Subscribe:

Selasa, 06 November 2012

gender dan pembangunan CEDAW



GENDER DAN PEMBANGUNAN
CEDAW (CONVENTION ON THE ELIMINATION OF ALL FORMS OF DISCRIMANATION AGAINST WOMEN)


Penandatanganan CEDAW pada tahun 1979 dan pemberlakuannya pada tahun 1981 hanya merupakan gagasan tentang pengakuan persamaan bagi perempuan. Diperlukan satu dasawarsa lagi bagi diterimanya dan deklarasi hak-hak perempuan sebagai hak asasi manusia oleh negara. Baru pada tahun 1993 hak asasi perempuan diterima sebagai "bagian yang tidak dapat dicabut/dibatalkan (inalienable), integral dan tidak dapat dipisahkan (indivisible) dari hak asasi manusia universal" yang "harus merupakan bagian integral kegiatan hak asasi manusia Perserikatan Bangsa Bangsa. 
Setiap tahap perkembangan merupakan kemenangan perempuan yang dicapai dengan susah payah: apakah itu diadopsinya CEDAW di tingkat global ataukah tantangan-tantangan implementasi domestik seperti ratifikasi oleh Negara Pihak, kerjasama dengan Negara Pihak dalam memenuhi kewajibannya, atau dipantau pelaksanaannya, sehingga dapat dilakukan telaah yang efektif oleh Komite CEDAW. Disamping berbagai tantangan dalam implementasi CEDAW, tujuan penghapusan diskriminasi gender menghendaki perluasan
Konvensi untuk dapat menjawab kondisi dan tantangan yang muncul – untuk memastikan bahwa Konvensi dapat secara dinamis memberikan respon pada berbagai realitas kehidupan perempuan. CEDAW berpotensi menjawab batasan-batasan baru dari diskriminasi gender. Dengan demikian, perjuangan di masa mendatang harus ditujukan untuk menggabungkan implementasi standar-standar yang ada dengan situasi-situasi yang dicakup CEDAW, sekaligus memperluas perspektif non-diskriminasi ke dalam konteks, permasalahan, dan isu-isu yang kontemporer. Mengkaitkan CEDAW dengan hak-hak seksualitas, konflik internal, pengungsi dalam negeri (internally displaced persons) merupakan beberapa masalah yang memerlukan perhatian khusus.
Dalam hal ini, CEDAW tidak hanya merupakan kulminasi gerakan menuju persamaan bagi perempuan, tetapi juga merupakan awal dari suatu proses penerapan kerangka persamaan, pelibatan dan penjalinan solidaritas untuk menghadapi berbagai keprihatinan yang saling berkait yang merugikan perempuan.
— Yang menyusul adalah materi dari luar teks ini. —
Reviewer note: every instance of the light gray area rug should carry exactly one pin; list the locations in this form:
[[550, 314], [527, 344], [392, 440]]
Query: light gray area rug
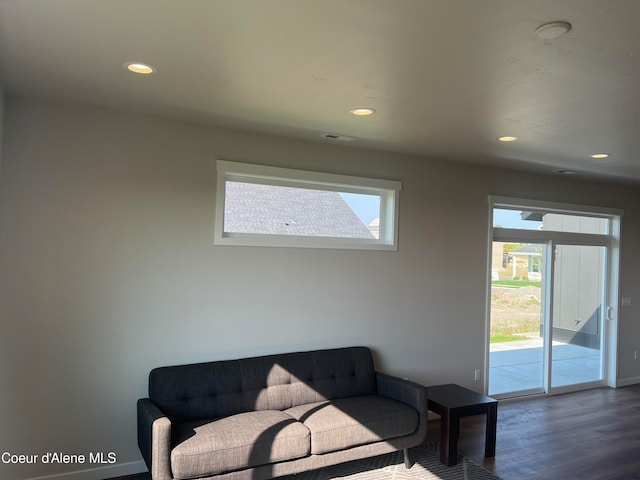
[[426, 466]]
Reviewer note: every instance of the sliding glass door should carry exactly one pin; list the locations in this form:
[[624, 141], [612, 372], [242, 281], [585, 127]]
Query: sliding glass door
[[578, 314], [550, 284]]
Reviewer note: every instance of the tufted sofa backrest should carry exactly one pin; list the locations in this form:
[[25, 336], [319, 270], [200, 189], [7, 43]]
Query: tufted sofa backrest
[[276, 382]]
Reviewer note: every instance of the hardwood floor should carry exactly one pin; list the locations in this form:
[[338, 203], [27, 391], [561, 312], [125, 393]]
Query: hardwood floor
[[588, 435]]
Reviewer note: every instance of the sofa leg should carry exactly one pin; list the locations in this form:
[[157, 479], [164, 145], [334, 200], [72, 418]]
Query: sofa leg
[[407, 458]]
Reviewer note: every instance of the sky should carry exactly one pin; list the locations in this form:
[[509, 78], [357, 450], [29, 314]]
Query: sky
[[512, 219], [366, 207]]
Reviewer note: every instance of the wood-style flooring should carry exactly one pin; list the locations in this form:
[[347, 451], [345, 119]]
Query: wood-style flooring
[[590, 435]]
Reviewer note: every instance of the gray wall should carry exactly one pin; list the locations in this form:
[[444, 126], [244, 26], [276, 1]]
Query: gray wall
[[108, 269]]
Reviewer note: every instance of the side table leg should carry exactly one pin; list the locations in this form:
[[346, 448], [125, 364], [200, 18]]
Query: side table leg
[[491, 429], [449, 432]]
CEDAW bertujuan merubah norma hukum, pola sosial dan praktek-praktek budaya yang diskriminatif terhadap perempuan. Kebebasan budaya dan agama dijamin dalam traktat pokok hak asasi manusia, ICCPR dan ICESCR. CEDAW selangkah lebih maju dalam memberikan pandangan yang lebih kompleks tentang budaya. CEDAW bermaksud memecahkan permasalahan yang terkait dengan budaya dan kesetaraan bagi perempuan, tertutama melalui, walaupun tidak terbatas

            Wilayah diskriminasi menurut ketentuan CEDAW tidak terbatas hanya pada ranah publik (yang terkait langsung dengan negara dan aparat negara). Diskriminasi mencakup tindakan dalam bidang-bidang "politik, ekonomi, sosial, budaya, sipil atau bidang lainnya."23 Diskriminasi mencakup tindakan yang dilakukan oleh pelaku privat mulai dari individu sampai korporasi bisnis, keluarga dan masyarakat. Diskriminasi mencakup hukum tertulis, asumsi sosio-budaya tentang perempuan dan norma-norma yang diperlakukan terhadap perempuan.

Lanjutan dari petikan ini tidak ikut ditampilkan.